So you would grow out more neck hair to make her look taller so that she would be more balanced?


----------



## flyingduster (Sep 6, 2009)

more hair on the neck to lengthen her neck & shorten her back (make it looks like her withers are furthur back than they are)
shorten the hair at her ass and chest WAY short. I'm talking at LEAST a 5F blade, or shorter to reduce the length of her body. 
Also grow more on the front of her back legs, and the back of her front legs, to reduce the visual gap between them, thereby reducing the visual length of the body. At the same time, move her tuck up way forwards too.
Youn can grow a bit more on the topline, but moreso to try and keep it as level looking as possible rather than to add height (you'll shorten her neck if you try to add height to her body with hair!) but definitely take it super short underneth (again, at least a 5F or shorter) to lift her body up a bit...

Basically anything that will give the illusion that her body is shorter and higher.
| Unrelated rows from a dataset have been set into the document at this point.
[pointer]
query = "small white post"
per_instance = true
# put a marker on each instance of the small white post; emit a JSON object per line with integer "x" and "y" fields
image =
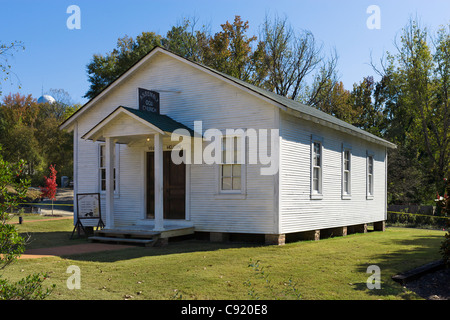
{"x": 109, "y": 157}
{"x": 159, "y": 182}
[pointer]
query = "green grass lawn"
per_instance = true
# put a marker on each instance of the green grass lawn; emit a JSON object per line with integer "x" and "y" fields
{"x": 332, "y": 268}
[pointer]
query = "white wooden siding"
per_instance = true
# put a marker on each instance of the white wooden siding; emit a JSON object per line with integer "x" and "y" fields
{"x": 196, "y": 96}
{"x": 298, "y": 212}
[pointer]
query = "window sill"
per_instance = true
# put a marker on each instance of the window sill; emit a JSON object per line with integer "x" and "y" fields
{"x": 116, "y": 195}
{"x": 230, "y": 196}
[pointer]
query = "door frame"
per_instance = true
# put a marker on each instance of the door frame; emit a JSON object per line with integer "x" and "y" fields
{"x": 187, "y": 205}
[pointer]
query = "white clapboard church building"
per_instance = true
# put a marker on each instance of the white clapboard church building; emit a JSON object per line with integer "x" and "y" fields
{"x": 172, "y": 147}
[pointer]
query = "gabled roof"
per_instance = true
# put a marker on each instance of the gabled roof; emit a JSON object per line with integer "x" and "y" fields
{"x": 293, "y": 107}
{"x": 157, "y": 122}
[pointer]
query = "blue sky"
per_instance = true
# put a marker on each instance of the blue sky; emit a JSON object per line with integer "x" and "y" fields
{"x": 56, "y": 57}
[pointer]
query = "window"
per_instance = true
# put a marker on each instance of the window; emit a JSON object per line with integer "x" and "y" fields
{"x": 370, "y": 175}
{"x": 346, "y": 172}
{"x": 231, "y": 168}
{"x": 102, "y": 168}
{"x": 316, "y": 168}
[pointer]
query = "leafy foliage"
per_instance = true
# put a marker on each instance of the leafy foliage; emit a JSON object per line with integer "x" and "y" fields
{"x": 29, "y": 131}
{"x": 13, "y": 187}
{"x": 444, "y": 204}
{"x": 28, "y": 288}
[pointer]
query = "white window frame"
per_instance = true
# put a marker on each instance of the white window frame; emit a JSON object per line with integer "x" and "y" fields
{"x": 370, "y": 175}
{"x": 346, "y": 149}
{"x": 116, "y": 168}
{"x": 239, "y": 156}
{"x": 317, "y": 194}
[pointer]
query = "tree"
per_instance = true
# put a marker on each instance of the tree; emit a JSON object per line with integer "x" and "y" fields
{"x": 6, "y": 52}
{"x": 13, "y": 188}
{"x": 415, "y": 84}
{"x": 368, "y": 108}
{"x": 290, "y": 58}
{"x": 230, "y": 51}
{"x": 49, "y": 191}
{"x": 104, "y": 69}
{"x": 187, "y": 41}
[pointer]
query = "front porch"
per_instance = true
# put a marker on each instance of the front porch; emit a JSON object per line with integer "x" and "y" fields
{"x": 164, "y": 187}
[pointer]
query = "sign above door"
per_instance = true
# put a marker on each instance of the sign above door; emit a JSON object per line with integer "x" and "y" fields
{"x": 148, "y": 100}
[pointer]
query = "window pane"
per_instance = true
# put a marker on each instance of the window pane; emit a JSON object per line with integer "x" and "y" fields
{"x": 226, "y": 170}
{"x": 236, "y": 183}
{"x": 102, "y": 156}
{"x": 347, "y": 160}
{"x": 236, "y": 170}
{"x": 316, "y": 185}
{"x": 370, "y": 165}
{"x": 316, "y": 173}
{"x": 226, "y": 184}
{"x": 346, "y": 184}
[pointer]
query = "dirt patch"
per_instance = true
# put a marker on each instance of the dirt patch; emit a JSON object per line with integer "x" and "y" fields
{"x": 71, "y": 250}
{"x": 432, "y": 286}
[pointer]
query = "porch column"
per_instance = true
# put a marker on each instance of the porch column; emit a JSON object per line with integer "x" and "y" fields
{"x": 109, "y": 161}
{"x": 159, "y": 183}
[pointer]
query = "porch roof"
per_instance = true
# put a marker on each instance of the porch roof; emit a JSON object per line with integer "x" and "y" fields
{"x": 154, "y": 122}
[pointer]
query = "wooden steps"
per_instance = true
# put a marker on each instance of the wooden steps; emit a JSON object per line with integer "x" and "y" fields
{"x": 145, "y": 242}
{"x": 139, "y": 236}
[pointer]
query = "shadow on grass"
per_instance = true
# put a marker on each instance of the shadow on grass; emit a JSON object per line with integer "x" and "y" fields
{"x": 418, "y": 250}
{"x": 180, "y": 246}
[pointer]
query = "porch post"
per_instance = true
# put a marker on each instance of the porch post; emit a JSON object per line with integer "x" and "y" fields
{"x": 159, "y": 195}
{"x": 109, "y": 157}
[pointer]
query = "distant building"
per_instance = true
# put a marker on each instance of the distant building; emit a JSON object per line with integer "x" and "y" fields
{"x": 46, "y": 99}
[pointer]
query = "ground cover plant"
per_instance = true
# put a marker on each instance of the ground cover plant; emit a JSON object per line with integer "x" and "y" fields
{"x": 334, "y": 268}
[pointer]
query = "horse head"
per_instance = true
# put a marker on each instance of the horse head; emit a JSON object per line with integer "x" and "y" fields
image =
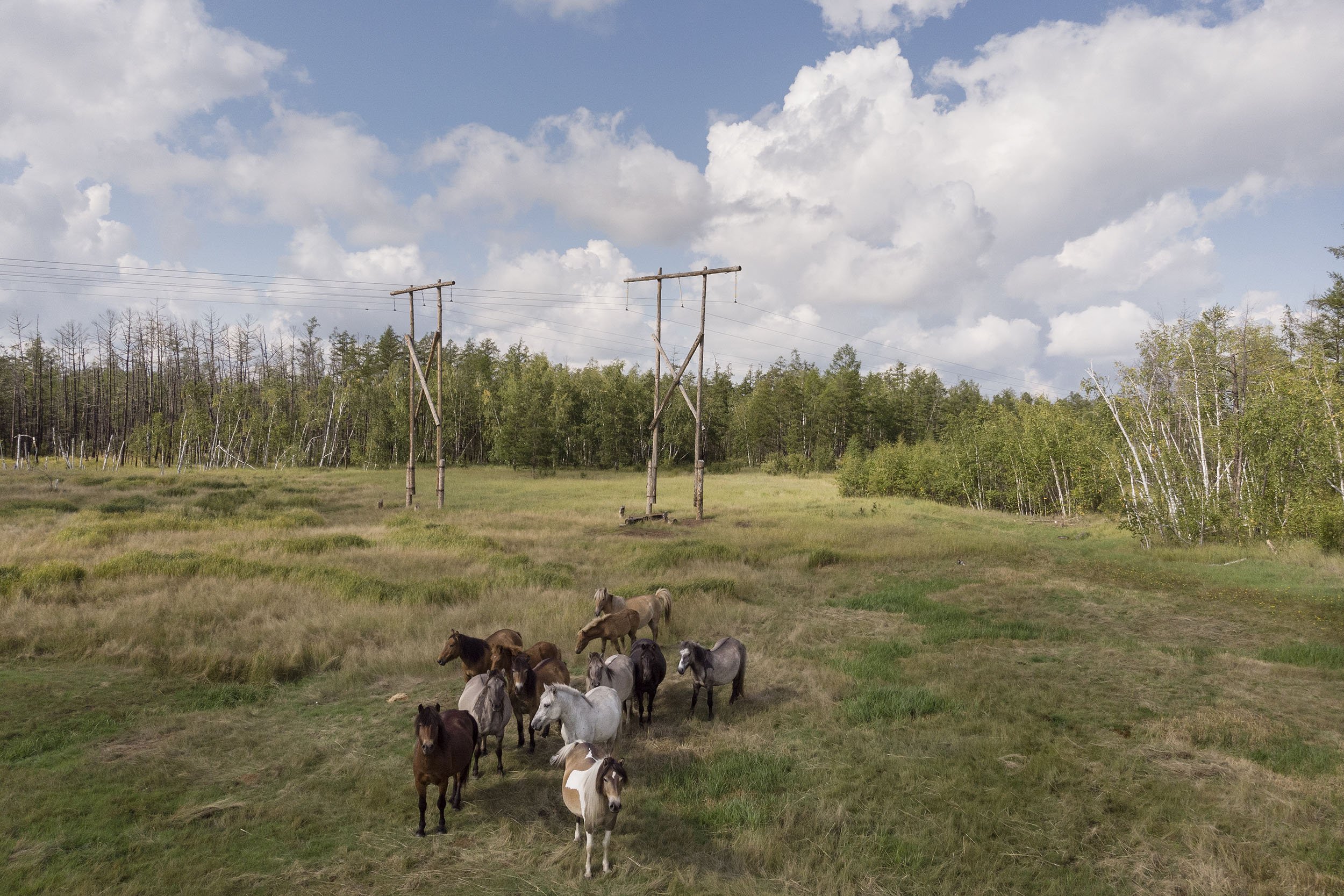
{"x": 452, "y": 649}
{"x": 611, "y": 777}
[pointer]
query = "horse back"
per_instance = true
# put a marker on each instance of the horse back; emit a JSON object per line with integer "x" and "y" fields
{"x": 506, "y": 637}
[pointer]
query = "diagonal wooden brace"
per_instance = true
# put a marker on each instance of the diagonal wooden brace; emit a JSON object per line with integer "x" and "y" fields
{"x": 676, "y": 382}
{"x": 429, "y": 401}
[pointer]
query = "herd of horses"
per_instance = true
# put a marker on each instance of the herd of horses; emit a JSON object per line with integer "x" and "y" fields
{"x": 504, "y": 682}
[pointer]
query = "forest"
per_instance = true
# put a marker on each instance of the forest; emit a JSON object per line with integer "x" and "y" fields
{"x": 1225, "y": 428}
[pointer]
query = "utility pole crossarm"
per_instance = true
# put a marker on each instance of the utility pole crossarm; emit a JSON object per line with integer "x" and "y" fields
{"x": 690, "y": 273}
{"x": 416, "y": 289}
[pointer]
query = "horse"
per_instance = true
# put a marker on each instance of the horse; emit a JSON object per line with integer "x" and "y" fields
{"x": 616, "y": 672}
{"x": 726, "y": 661}
{"x": 488, "y": 701}
{"x": 595, "y": 716}
{"x": 649, "y": 671}
{"x": 613, "y": 626}
{"x": 649, "y": 606}
{"x": 442, "y": 754}
{"x": 592, "y": 792}
{"x": 528, "y": 683}
{"x": 475, "y": 653}
{"x": 502, "y": 658}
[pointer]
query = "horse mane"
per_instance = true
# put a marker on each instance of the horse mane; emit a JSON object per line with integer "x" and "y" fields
{"x": 471, "y": 649}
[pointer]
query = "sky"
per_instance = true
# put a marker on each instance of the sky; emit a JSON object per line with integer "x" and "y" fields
{"x": 1000, "y": 191}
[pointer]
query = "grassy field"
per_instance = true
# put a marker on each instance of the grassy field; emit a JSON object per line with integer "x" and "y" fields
{"x": 194, "y": 680}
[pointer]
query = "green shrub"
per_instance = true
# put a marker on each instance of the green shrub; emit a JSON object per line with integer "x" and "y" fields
{"x": 1329, "y": 532}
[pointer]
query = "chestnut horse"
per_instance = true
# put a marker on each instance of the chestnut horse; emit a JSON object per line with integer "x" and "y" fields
{"x": 445, "y": 742}
{"x": 475, "y": 653}
{"x": 612, "y": 626}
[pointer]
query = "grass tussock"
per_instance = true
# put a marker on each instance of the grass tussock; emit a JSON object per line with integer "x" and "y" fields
{"x": 324, "y": 543}
{"x": 675, "y": 554}
{"x": 944, "y": 622}
{"x": 1320, "y": 656}
{"x": 886, "y": 701}
{"x": 57, "y": 505}
{"x": 337, "y": 580}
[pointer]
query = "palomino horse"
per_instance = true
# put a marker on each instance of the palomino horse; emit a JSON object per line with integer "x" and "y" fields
{"x": 475, "y": 653}
{"x": 649, "y": 671}
{"x": 725, "y": 663}
{"x": 616, "y": 672}
{"x": 595, "y": 716}
{"x": 488, "y": 701}
{"x": 592, "y": 790}
{"x": 528, "y": 684}
{"x": 649, "y": 606}
{"x": 502, "y": 658}
{"x": 444, "y": 744}
{"x": 613, "y": 626}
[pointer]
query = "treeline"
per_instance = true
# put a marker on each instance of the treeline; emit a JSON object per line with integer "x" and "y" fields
{"x": 1225, "y": 428}
{"x": 147, "y": 389}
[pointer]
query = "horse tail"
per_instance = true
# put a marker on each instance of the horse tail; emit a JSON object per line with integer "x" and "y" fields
{"x": 563, "y": 752}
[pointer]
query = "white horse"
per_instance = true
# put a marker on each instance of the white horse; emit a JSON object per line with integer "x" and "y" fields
{"x": 488, "y": 700}
{"x": 617, "y": 672}
{"x": 593, "y": 716}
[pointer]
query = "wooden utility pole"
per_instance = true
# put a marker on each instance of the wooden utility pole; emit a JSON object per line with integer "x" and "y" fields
{"x": 660, "y": 404}
{"x": 412, "y": 375}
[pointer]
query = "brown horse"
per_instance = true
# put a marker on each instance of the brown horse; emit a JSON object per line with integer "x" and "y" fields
{"x": 652, "y": 607}
{"x": 475, "y": 653}
{"x": 612, "y": 626}
{"x": 502, "y": 658}
{"x": 444, "y": 746}
{"x": 528, "y": 684}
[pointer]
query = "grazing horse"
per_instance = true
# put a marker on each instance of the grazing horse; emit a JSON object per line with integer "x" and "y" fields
{"x": 595, "y": 716}
{"x": 617, "y": 673}
{"x": 528, "y": 684}
{"x": 649, "y": 606}
{"x": 442, "y": 755}
{"x": 725, "y": 663}
{"x": 613, "y": 626}
{"x": 475, "y": 653}
{"x": 592, "y": 790}
{"x": 502, "y": 658}
{"x": 649, "y": 671}
{"x": 487, "y": 699}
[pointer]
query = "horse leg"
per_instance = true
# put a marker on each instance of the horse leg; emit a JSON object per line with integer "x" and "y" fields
{"x": 421, "y": 789}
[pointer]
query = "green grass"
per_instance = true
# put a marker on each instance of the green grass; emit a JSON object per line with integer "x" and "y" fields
{"x": 1321, "y": 656}
{"x": 944, "y": 622}
{"x": 939, "y": 701}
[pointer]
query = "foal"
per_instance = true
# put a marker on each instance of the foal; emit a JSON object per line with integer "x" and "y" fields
{"x": 592, "y": 790}
{"x": 444, "y": 744}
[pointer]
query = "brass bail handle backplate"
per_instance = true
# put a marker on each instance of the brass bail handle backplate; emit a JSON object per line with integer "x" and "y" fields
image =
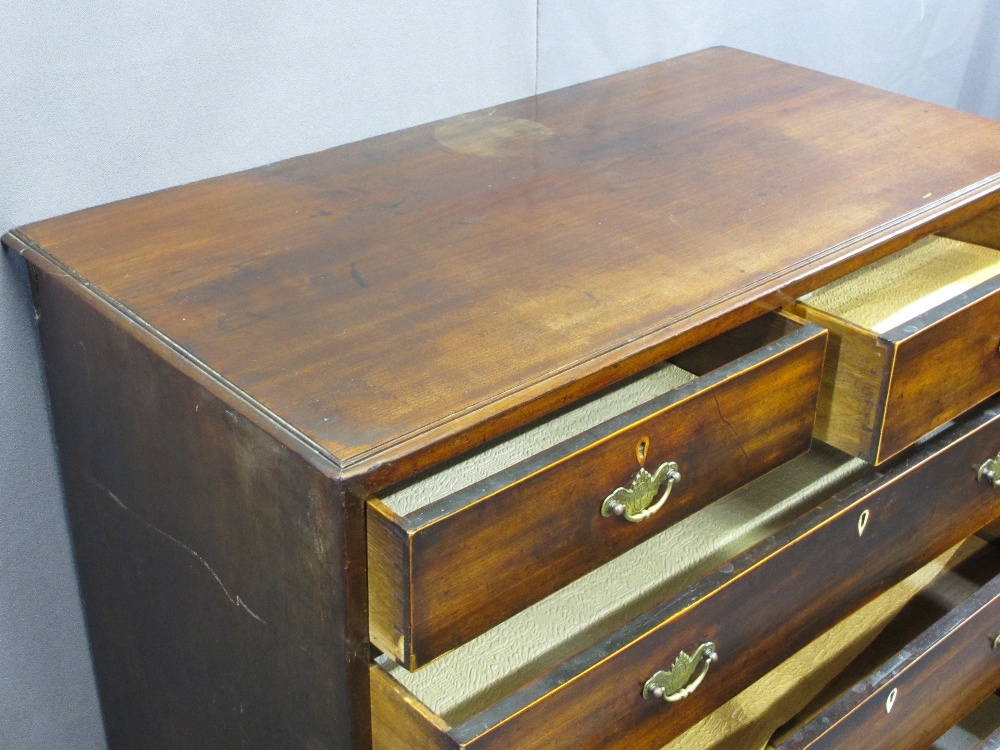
{"x": 636, "y": 503}
{"x": 676, "y": 683}
{"x": 989, "y": 472}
I've attempted to edit the pic a bit, but I'm not great at doing that, if you compare to the original though (the first pic) you might see the difference I made in the second:














it's not MUCH change, but there is little you can do really with grooming if it's as pronounced as it seems with Jazz. Anything you're doing, is only gonna tweak it a little.


----------



## wishpoo (Sep 12, 2009)

No No Duster - you did FANTASTIC job and demonstration of what can be done by correct grooming technique !!!! Even though I never groomed a poodle -it was absolutely clear to me of what should be done and I am sure to all that read this 

Oh boy, do I wish I can take your classes LOL


----------



## flyingduster (Sep 6, 2009)

lmao wishpoo, I don't have no classes! I'm only a newbie groomer myself really, it was only just over 4 years ago I first walked into a grooming parlour, let alone done the whole bath, clip, brush & scissor a dog thing!! I just learned a lot in the past year or so by posting on the grooming forums and getting Paris' trims critiqued a LOT, it made me learn what exactly it is that I'm doing, and WHY!


----------



## KPoos (Aug 29, 2009)

Well that makes a lot of sense and I really do see a difference when you fill it in and take it out in certain areas. It's all about the visual effect.


----------